Mon Oct 12 10:30:14 PDT 2015

On Mon, Oct 12, 2015 at 07:24:02PM +0300, Pavel Emelyanov wrote:
> On 10/12/2015 05:14 PM, Adrian Reber wrote:
> > In the past (before 'implement migration over existing connections') I
> > have started p.haul-service on the destination machine and was able to
> > migrate as many processes to the destination machine without restarting
> > p.haul-service. Using the newly introduced p.haul-wrap this is no longer
> > possible. The first connection works but the second connection just
> > hangs with:
> > 
> > # ./p.haul-wrap client host02 pid `pidof minimal`   -v 4  -j  
> > Establish connection...
> > Exec p.haul: ./p.haul pid 5678 -v 4 -j --to host02 --fdrpc 3 --fdmem 4 --fdfs 5
> > 14:04:33.753: Starting p.haul
> > 14:04:33.753: Use existing connections, fdrpc=3 fdmem=4 fdfs=5
> > 
> > Which is a bit annoying as p.haul-service (or ./p.haul-wrap service) has
> > to be restarted for every new migration request.
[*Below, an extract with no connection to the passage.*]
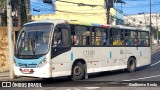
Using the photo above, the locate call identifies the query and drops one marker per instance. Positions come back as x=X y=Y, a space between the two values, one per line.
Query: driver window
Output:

Even for failed
> > migration requests.
> > 
> > It also says pretty clear that 'p.haul-wrap' is for testing purposes
> > only which is a bit confusing as there is right now no other way to use
> > p.haul from the command-line.
> 
> Well, it looks like the existing containers engines (OpenVZ, LXC and Docker)
> cannot use p.haul when it's run as a service and uses only CRIU. The reason
> for that is simple -- at the very end we should do engine's restore, not
> criu restore to (at least) reattach the restored processes to the engine
> daemon (LXC daemon, LXD or Docker daemon). 
> 
> Another reason for removing the standalone daemon is that connections between
> target and source nodes can be governed in a complex way that is very
> dependent on the infrastructure used.
> 
> So the utility of the standalone service became doubtful and we switched to a
> model when service process is spawned by the engine with given connections.
> The connections themselves can then be anything the engine wants.

I understand.

> > So I am kind of missing the removed stand-alone p.haul mode as I do not
> > know how to set up the required file descriptors for the communication
> > between the p.haul processes.
> 
> Ah, so for you experiments you need the way to keep service constantly up
> and running, right? Would fixed p.haul-wrap that does run_phaul_service in
> a loop be helpful?

That would be helpful, yes. The reason for my confusion was that
p.haul-wrap is marked as only for testing and there has been no further
documentation how to use p.haul now. It just sounded to me, that the
wrapper should not actually be used. But now it sounds more like it is
an interface which can be used. So if the standalone mode can be
emulated with a loop in the p.haul-wrap that would be great.

		Adrian